Bref, j’ai quelques films récents en attente et à l’heure où j’écris ses lignes je sais que je devrai ajouter d’ici peu le deuxième « Captain America » (may the odds etc…..), « 47 Ronin » (L5A ze movie) et « How I Live Now » à « Monuments Men » (ouh que c’était chiant tout ça), « Minuscule » (ouh que c’était excellent tout ça), « La grande Aventure Lego » (stay classy, Lego) et « Non Stop » (c’est Emile, le tueur).
Ai-je renoncé à publier mon top 2013 ? Non ! Vais-je le publier dans le courant du mois d’avril ? CHALLENGE ACCEPTED !
Ce billet me permettra-t-il d’actualiser un peu ma liste des billets à publier sur un film récent ?
Si vous êtes attentifs, la simple lecture du titre aura suffit à vous détromper et à vous convaincre que je ne suis que WTF, puisque bon, « Lone Ranger » n’est certes pas « récent », mais de là à le caser dans la « rétro », il faudrait voir à pas éxagérer. Et bien peu importe. Telle Littlefinger, j’emprunte l’échelle du Chaos pour vous livrer ce billet.

Comme quoi il ne faut JAMAIS suivre la presse ou les jérémiades d’un grand public conditionné par ses lectures édifiantes de critiques ciné dans Télérama (ou pire, les Inrock…).

Car après mon visionnage de « Lone Ranger », force était de constater que le malheureux film ne méritait ni pilonnage en règle ni accusation stérile de manque d’originalitay. Encore moins celles consistant à en faire un spectacle de fête foraine faisandé.

N’ayant de base pas d’affection particulière pour la franchise « Pirates des Caraïbes », je n’avais pas fait le déplacement en salle pour « Lone Ranger », de la même équipe. Ça et le concert de « bouhou c’est NUL », bien entendu.

Or, aujourd’hui je regrette un peu n’avoir pas eu l’occasion d’apprécier certains passages de ce film sur grand écran. La vie est une chienne et je suis si influençable, que voulez-vous (voilà, ça devrait me servir de leçon !).

Est-ce que « Lone Ranger » est un bon film ?

La question se pose, puisque fondamentalement, il ne s’agit pas d’un travail de sagouin. Réalisé par Gore Verbinski, monsieur « Pirates des Caraïbes », ce film d’aventure dans le far west montre dans le fond des qualités réelles, celles qui étaient un peu promises dans le premier volet des aventures de Jack Sparrow mais qui n’avaient jamais été montrées par la suite, la faute à des scénarios en totale roue libre.
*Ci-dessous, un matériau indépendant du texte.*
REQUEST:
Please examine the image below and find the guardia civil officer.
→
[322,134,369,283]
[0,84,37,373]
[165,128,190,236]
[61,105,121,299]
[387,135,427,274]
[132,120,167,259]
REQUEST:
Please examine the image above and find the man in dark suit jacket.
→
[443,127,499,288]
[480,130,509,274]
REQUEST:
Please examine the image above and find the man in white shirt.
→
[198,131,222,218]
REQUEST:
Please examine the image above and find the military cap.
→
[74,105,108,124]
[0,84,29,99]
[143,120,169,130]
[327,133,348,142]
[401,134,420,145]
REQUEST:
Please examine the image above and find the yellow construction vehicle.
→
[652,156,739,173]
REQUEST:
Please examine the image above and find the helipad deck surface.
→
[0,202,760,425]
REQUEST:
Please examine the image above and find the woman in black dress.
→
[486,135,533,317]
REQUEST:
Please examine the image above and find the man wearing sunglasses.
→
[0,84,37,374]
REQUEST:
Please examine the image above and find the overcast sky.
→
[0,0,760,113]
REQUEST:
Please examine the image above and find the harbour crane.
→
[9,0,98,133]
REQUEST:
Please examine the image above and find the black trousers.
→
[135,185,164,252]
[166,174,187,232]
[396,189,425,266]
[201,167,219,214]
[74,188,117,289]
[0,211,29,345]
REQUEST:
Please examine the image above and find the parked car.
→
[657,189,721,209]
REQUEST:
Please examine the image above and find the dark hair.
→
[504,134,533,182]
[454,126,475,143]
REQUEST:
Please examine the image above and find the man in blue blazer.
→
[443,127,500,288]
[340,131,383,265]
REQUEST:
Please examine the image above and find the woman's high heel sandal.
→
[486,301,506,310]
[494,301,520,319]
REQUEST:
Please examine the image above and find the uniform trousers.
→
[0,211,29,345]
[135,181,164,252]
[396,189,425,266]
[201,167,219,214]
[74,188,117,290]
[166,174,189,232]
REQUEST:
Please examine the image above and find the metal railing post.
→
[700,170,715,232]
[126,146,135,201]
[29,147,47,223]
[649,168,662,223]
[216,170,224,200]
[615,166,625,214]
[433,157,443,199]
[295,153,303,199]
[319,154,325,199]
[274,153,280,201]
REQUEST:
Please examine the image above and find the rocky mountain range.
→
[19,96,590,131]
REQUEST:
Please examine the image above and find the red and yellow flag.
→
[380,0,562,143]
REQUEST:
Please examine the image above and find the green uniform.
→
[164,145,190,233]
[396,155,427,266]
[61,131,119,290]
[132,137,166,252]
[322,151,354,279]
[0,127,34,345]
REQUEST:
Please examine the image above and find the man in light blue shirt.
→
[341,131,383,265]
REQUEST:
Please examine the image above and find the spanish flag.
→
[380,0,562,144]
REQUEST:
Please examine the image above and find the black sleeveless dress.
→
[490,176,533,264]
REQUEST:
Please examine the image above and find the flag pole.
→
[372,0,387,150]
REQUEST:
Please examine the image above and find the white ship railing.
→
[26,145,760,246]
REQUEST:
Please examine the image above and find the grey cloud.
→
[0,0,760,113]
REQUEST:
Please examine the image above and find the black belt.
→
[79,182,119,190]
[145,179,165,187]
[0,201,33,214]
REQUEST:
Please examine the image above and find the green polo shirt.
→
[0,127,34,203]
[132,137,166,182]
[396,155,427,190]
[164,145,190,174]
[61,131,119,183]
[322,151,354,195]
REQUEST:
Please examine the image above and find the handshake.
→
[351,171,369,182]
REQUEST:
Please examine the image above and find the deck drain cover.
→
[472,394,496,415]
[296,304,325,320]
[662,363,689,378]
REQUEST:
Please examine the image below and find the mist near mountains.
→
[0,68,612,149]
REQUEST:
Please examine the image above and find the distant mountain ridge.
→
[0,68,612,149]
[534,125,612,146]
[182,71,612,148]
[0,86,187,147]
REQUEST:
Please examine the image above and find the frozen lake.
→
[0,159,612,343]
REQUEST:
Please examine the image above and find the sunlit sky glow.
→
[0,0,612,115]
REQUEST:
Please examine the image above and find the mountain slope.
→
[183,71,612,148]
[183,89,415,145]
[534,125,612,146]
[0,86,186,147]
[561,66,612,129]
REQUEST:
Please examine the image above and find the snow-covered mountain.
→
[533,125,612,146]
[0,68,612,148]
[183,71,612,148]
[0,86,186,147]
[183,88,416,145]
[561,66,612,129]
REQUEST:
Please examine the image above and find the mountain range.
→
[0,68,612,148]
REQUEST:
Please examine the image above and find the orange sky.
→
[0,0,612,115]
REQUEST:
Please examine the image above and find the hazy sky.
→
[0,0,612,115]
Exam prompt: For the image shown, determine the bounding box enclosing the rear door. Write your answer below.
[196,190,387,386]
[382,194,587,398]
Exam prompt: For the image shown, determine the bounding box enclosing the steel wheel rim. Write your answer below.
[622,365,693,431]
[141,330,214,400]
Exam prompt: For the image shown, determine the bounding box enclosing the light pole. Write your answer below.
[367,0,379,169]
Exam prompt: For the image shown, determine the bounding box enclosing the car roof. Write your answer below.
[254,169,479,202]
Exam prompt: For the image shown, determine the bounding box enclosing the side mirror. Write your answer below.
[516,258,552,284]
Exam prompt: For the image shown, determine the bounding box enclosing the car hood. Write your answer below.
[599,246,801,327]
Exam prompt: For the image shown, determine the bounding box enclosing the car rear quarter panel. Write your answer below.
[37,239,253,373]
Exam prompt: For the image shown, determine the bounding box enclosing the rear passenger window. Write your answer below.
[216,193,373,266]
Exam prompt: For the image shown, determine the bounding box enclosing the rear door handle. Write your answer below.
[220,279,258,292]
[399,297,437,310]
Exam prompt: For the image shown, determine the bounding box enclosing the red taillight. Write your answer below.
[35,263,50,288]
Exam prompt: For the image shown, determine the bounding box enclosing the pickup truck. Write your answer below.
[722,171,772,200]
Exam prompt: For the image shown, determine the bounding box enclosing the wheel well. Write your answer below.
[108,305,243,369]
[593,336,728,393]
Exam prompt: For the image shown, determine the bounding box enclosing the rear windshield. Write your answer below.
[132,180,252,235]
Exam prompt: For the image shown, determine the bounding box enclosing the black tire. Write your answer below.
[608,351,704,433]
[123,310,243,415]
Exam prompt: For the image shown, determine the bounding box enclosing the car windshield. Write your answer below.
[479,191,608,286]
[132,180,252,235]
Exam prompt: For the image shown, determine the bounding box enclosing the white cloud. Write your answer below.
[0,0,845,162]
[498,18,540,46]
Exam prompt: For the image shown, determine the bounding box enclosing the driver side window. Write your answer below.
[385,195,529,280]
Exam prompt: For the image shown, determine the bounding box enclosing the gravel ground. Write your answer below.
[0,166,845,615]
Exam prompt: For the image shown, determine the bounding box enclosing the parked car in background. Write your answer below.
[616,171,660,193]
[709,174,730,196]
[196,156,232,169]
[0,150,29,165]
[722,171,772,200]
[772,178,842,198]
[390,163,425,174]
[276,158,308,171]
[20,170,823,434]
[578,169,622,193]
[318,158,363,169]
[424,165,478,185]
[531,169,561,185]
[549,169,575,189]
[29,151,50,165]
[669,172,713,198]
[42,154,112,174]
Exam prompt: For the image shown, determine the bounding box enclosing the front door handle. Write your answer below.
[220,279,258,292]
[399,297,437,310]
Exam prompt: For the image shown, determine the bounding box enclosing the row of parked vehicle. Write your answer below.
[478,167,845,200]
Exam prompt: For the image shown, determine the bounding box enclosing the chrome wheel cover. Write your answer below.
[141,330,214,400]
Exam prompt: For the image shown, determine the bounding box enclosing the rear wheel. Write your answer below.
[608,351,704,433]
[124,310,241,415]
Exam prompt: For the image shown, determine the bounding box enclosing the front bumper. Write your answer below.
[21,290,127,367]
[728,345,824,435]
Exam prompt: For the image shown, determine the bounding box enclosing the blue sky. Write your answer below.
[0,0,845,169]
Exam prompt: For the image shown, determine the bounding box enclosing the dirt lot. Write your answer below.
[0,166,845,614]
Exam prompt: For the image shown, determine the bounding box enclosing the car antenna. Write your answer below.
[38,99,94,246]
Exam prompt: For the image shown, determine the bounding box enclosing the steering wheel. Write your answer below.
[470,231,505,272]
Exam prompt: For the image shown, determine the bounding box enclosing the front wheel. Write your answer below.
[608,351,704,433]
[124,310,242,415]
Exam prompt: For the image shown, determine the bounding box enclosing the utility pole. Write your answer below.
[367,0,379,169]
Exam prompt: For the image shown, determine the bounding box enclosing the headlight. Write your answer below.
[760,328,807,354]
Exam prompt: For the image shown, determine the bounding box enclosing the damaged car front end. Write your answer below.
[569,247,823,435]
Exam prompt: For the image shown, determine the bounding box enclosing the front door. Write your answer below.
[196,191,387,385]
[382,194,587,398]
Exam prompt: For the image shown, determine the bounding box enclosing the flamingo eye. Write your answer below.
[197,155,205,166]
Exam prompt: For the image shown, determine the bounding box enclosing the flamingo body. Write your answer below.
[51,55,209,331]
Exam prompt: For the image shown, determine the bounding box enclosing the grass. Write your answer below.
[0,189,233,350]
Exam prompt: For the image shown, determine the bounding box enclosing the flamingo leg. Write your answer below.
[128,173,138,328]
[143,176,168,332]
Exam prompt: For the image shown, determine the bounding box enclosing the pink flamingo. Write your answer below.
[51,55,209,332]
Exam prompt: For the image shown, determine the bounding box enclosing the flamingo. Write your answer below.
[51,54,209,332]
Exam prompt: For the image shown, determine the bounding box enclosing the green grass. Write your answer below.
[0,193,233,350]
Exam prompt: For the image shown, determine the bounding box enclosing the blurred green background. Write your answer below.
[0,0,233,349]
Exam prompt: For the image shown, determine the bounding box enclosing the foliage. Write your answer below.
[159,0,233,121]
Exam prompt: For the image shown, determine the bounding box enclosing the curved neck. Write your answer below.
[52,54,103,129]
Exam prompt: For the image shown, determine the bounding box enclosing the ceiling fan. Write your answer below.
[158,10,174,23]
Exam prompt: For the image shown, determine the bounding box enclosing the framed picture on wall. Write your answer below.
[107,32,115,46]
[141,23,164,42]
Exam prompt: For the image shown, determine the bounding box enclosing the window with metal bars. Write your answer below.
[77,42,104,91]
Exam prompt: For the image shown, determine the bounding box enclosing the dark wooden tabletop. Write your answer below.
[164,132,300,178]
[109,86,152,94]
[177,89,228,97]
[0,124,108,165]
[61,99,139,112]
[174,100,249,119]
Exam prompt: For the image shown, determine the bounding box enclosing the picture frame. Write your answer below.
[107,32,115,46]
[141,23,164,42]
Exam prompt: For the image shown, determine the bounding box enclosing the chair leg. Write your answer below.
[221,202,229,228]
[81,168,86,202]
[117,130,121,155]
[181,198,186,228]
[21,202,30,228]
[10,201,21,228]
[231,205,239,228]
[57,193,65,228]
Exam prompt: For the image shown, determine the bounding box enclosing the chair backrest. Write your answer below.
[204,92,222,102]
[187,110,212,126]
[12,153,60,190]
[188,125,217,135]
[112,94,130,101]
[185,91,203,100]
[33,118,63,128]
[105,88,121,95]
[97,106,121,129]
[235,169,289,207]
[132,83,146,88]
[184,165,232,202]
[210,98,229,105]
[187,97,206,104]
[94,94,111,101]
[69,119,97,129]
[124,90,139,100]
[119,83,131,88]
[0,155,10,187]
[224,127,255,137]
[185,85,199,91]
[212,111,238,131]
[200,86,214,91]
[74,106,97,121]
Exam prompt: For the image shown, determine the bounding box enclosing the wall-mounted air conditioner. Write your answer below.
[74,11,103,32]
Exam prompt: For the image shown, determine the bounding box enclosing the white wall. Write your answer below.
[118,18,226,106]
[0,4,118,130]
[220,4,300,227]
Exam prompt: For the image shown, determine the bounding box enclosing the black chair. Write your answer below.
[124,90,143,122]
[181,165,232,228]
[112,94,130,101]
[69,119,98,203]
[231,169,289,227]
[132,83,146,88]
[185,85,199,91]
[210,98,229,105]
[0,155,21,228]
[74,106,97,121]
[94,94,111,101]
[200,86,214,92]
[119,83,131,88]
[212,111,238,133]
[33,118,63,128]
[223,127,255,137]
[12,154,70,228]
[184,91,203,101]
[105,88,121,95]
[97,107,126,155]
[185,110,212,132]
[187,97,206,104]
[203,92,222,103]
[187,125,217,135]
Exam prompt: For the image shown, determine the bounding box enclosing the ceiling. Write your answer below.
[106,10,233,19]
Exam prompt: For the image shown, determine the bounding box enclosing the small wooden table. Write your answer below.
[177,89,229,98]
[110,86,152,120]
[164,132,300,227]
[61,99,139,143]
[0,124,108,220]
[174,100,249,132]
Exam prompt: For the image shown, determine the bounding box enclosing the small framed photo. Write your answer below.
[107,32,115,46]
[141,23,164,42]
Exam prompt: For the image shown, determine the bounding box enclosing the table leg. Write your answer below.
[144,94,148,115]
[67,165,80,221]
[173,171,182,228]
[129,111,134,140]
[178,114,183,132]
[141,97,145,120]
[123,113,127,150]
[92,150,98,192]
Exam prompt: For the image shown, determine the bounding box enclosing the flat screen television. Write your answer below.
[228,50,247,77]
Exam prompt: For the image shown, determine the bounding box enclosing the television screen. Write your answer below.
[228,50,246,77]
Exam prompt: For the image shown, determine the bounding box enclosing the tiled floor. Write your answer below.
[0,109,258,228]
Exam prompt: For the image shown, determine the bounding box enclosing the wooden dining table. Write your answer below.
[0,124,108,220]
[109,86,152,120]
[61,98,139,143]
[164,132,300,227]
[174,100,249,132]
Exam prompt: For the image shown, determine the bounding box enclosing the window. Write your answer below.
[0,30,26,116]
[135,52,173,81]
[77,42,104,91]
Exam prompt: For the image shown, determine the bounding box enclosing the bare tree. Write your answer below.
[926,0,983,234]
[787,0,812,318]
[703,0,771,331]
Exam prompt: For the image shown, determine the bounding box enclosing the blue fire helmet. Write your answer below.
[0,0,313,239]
En relançant ce qui se voulait à l’origine une nouvelle franchise, Gore Verbinski, auréolé de la gloire de sa trilogie, peut donner libre court à son sens du spectacle, grâce à une certaine confiance des studios, et un budget plus que conséquent.
Résultat : « Lone Ranger » a de la gueule, et joue à fond, avec une générosité totale, la carte du divertissement pur et dur.

Si Gore Verbinski s’est fait connaître en adaptant for the first time ever une attraction de parc à thème, ce n’est pas par hasard. Son style, c’est le grand huit. Si ça ne va pas à 100 à l’heure, si ça n’explosa pas, si ça n’est pas über dynamique, s’il n’y a pas de jonglage avec les émotions, ça ne l’intéresse pas.
Je ne peux pas juger rudement un homme qui assume à ce point la nature de divertissement grand public du cinéma et qui va jusqu’à l’afficher dans ses films, comme il le fait encore une fois ici, avec le fil rouge de l’exposition des mythe de l’Ouest.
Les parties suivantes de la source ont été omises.